Handling page faults that lead to the addition of a mapping in the SPTs, is the most complex and security-critical operation of the SPT algorithm. Complex, because it modifies the structure of the SPT, requiring a substantial number of well-formedness invariants to capture the effects of the modifications. Security-critical, because it gives guests access to new parts of the memory. A central part of the work reported here has been to state and prove the low-level invariants needed to prove the correspondence of the concrete page fault operation with its abstract counterpart. The major part of the other operations of the SPT algorithm do not threaten our current invariants, and are therefore less complex to integrate.

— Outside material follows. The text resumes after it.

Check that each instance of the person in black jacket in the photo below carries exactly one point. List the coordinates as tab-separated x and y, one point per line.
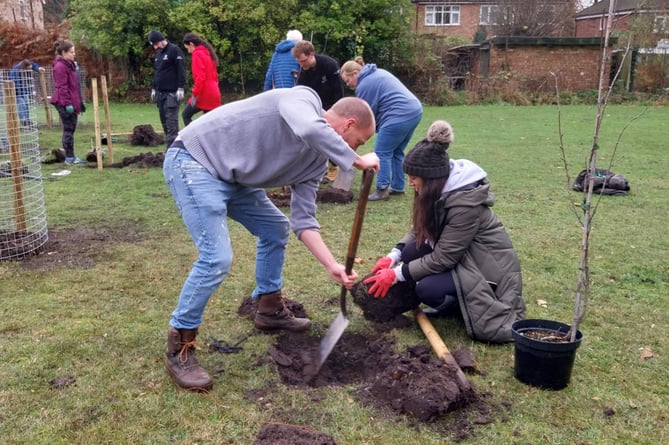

Reaching a level of abstraction where the PTs are no longer present simplifies the whole model and alleviates the proof effort for the other dependent subsystems. Our abstract model can be extended to integrate additional features such as management of devices, that we have not taken into account in this paper, since the focus is on the SPT algorithm. More specifically, if we virtualize devices, the hypervisor controls the guest accesses to memory of the devices, so, in this case, we can ensure isolation. If we do not virtualize devices, every guest who has access rights to a device memory region can access it, in this case there might be channels between the guests accessing this part of memory. Another feature not currently accommodated by the hypervisor model is direct memory access (DMA) from devices. DMA hardware extensions (I/O MMU [2], SMMU [4, 13]) allow the hypervisor to control the access to memory by a PT mechanism similar to the MMU, and can be proved secure. Without such extensions, DMA-aware devices can access any part of the memory and make it impossible to establish isolation within any model. Further work will investigate how to integrate device management and DMA into our models.